In [11]:
import os
import shutil
from sklearn.model_selection import train_test_split

# Define paths for the dataset
dataset_dir = r"C:\Users\HP\Desktop\mm\x\c"  # Update this to your dataset's path
base_dir = r"C:\Users\HP\Desktop\mm\x\allfileshere"  # Base directory for output

# Categories as per the Kaggle dataset
categories = ['cardboard', 'glass', 'metal', 'paper', 'plastic', 'trash']

# Destination folders for images and labels
train_dir = os.path.join(base_dir, 'images/train')
val_dir = os.path.join(base_dir, 'images/val')
test_dir = os.path.join(base_dir, 'images/test')

label_train_dir = os.path.join(base_dir, 'labels/train')
label_val_dir = os.path.join(base_dir, 'labels/val')
label_test_dir = os.path.join(base_dir, 'labels/test')

# Create necessary directories for images and labels
for folder in [train_dir, val_dir, test_dir, label_train_dir, label_val_dir, label_test_dir]:
    for category in categories:
        os.makedirs(os.path.join(folder, category), exist_ok=True)

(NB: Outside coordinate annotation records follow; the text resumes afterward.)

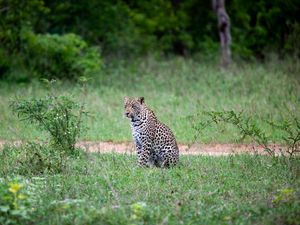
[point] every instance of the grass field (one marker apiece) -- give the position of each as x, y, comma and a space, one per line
174, 88
111, 189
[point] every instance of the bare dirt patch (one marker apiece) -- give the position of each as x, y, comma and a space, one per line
195, 149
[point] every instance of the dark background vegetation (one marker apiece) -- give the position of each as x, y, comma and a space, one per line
64, 39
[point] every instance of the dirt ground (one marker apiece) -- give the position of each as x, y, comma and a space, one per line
194, 149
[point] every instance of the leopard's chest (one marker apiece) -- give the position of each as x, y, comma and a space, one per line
139, 134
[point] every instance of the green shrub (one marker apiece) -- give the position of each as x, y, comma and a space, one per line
31, 159
14, 204
59, 116
248, 127
60, 56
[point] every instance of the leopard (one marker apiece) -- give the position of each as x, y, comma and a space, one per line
154, 141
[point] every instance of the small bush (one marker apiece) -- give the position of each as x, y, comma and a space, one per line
62, 119
59, 56
248, 127
59, 116
31, 159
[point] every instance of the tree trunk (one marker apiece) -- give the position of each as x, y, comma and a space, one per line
224, 31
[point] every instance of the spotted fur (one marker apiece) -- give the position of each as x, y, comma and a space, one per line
155, 142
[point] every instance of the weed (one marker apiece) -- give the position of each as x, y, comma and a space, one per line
14, 203
247, 126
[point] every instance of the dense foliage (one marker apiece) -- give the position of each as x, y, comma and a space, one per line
126, 28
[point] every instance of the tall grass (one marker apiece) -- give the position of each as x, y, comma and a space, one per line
175, 89
111, 189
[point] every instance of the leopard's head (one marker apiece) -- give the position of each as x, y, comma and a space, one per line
133, 107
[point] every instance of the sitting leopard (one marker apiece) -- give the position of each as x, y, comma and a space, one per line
155, 142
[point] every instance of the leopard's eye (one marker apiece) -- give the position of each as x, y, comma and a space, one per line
135, 107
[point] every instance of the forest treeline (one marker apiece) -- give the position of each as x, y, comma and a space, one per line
65, 38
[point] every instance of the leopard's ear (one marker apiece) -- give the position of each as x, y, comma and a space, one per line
141, 100
126, 99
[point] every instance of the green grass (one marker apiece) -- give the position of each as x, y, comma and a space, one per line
174, 89
111, 189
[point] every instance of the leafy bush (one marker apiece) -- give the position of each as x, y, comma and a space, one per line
62, 119
60, 56
14, 204
31, 159
247, 127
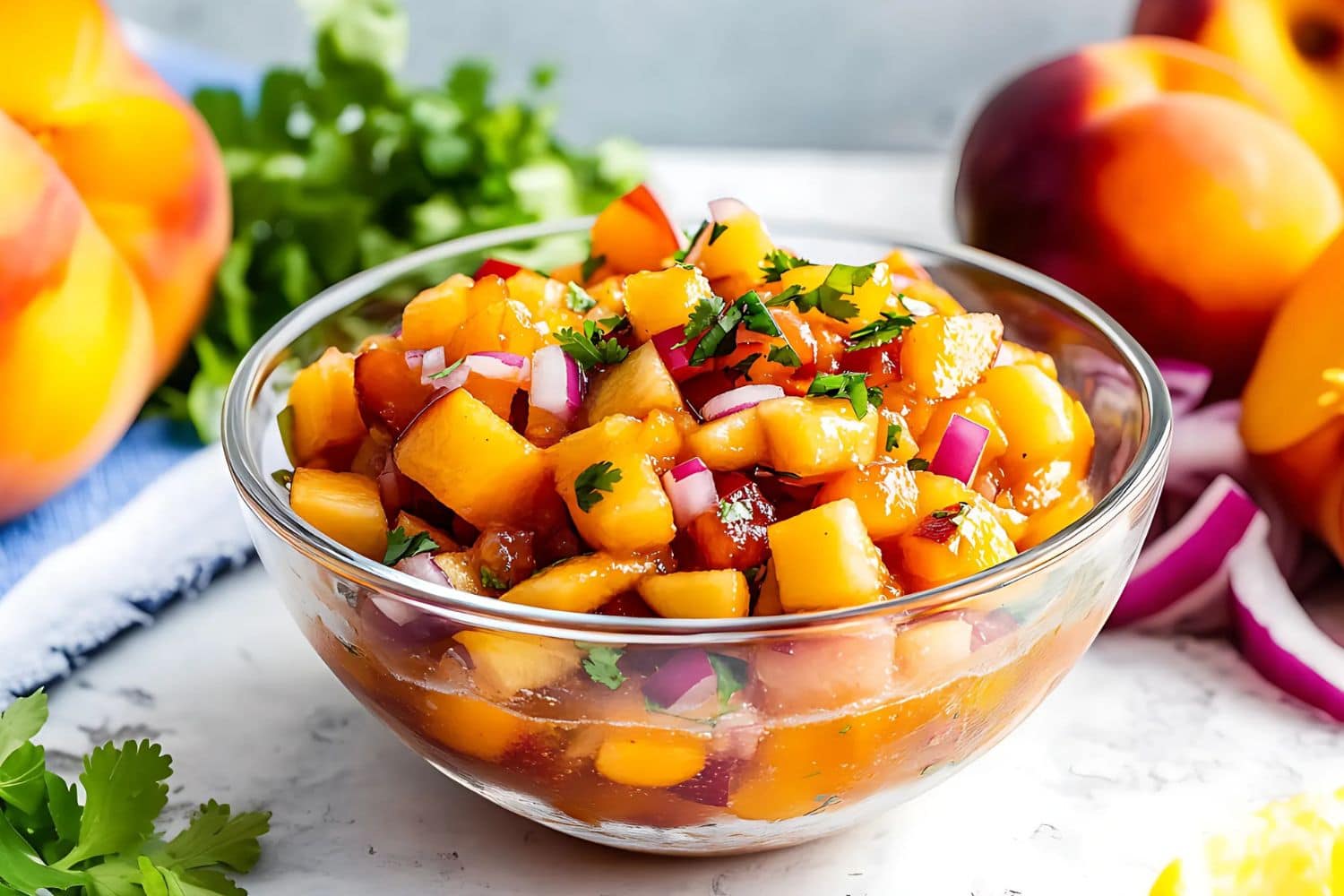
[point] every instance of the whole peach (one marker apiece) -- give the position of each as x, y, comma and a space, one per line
1153, 177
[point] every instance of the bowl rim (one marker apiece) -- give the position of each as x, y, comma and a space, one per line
271, 349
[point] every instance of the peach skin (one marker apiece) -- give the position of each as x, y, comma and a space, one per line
1152, 177
1295, 47
113, 218
1293, 406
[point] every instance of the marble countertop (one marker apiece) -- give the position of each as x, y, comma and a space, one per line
1145, 743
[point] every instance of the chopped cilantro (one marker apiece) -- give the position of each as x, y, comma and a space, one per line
849, 386
601, 664
401, 546
577, 298
590, 349
779, 263
591, 481
881, 331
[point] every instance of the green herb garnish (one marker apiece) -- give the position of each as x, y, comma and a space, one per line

# Function to create a label file for YOLO format
def create_label_files(image_file, class_id, output_dir, category):
    """
    Create a label file for a given image in YOLO format.
    
    Parameters:
        image_file (str): The name of the image file.
        class_id (int): The class ID for the image.
        output_dir (str): Directory to save the label file.
        category (str): The category of the image.
    """
    image_name = os.path.basename(image_file).replace('.jpg', '.txt')
    label_output_path = os.path.join(output_dir, category, image_name)
    
    # Assuming center coordinates and dimensions are fixed (for YOLO format, they need to be calculated based on the actual bounding boxes)
    with open(label_output_path, 'w') as label_file:
        label_file.write(f"{class_id} 0.5 0.5 1.0 1.0\n")  # Placeholder values for the center coordinates and dimensions

# Function to split and copy data into train, validation, and test sets
def split_data(category, source_dir, train_dir, val_dir, test_dir, label_train_dir, label_val_dir, label_test_dir):
    """
    Split the data for a given category into training, validation, and test sets.

    Parameters:
        category (str): The category to process.
        source_dir (str): Directory where original images are stored.
        train_dir (str): Directory to save training images.
        val_dir (str): Directory to save validation images.
        test_dir (str): Directory to save test images.
        label_train_dir (str): Directory to save training labels.
        label_val_dir (str): Directory to save validation labels.
        label_test_dir (str): Directory to save test labels.
    """
    category_dir = os.path.join(source_dir, category)
    image_files = [f for f in os.listdir(category_dir) if f.endswith('.jpg')]

    # Split into train (80%), temp (20%) -> then split temp into val (10%) and test (10%)
    train_files, temp_files = train_test_split(image_files, test_size=0.2, random_state=42)
    val_files, test_files = train_test_split(temp_files, test_size=0.5, random_state=42)

    # Copy images and create label files for train, val, and test sets
    for file_set, img_dir, lbl_dir in zip([train_files, val_files, test_files], [train_dir, val_dir, test_dir], [label_train_dir, label_val_dir, label_test_dir]):
        for file in file_set:
            # Copy image to the corresponding directory
            shutil.copy(os.path.join(category_dir, file), os.path.join(img_dir, category, file))
            
            # Create corresponding label file
            class_id = categories.index(category)  # Get class ID from category
            create_label_files(file, class_id, lbl_dir, category)

# Apply the split for each category
for category in categories:
    split_data(category, dataset_dir, train_dir, val_dir, test_dir, label_train_dir, label_val_dir, label_test_dir)

# Create dataset.yaml
yaml_content = f"""path: {base_dir}  # root directory of the dataset
train: images/train
val: images/val
test: images/test  # optional
nc: {len(categories)}  # number of classes
names: {categories}  # list of class names
"""

# Write to the YAML file
with open(os.path.join(base_dir, 'dataset.yaml'), 'w') as yaml_file:
    yaml_file.write(yaml_content)

print("Data split, labels generated, and dataset.yaml created successfully.")


Data split, labels generated, and dataset.yaml created successfully.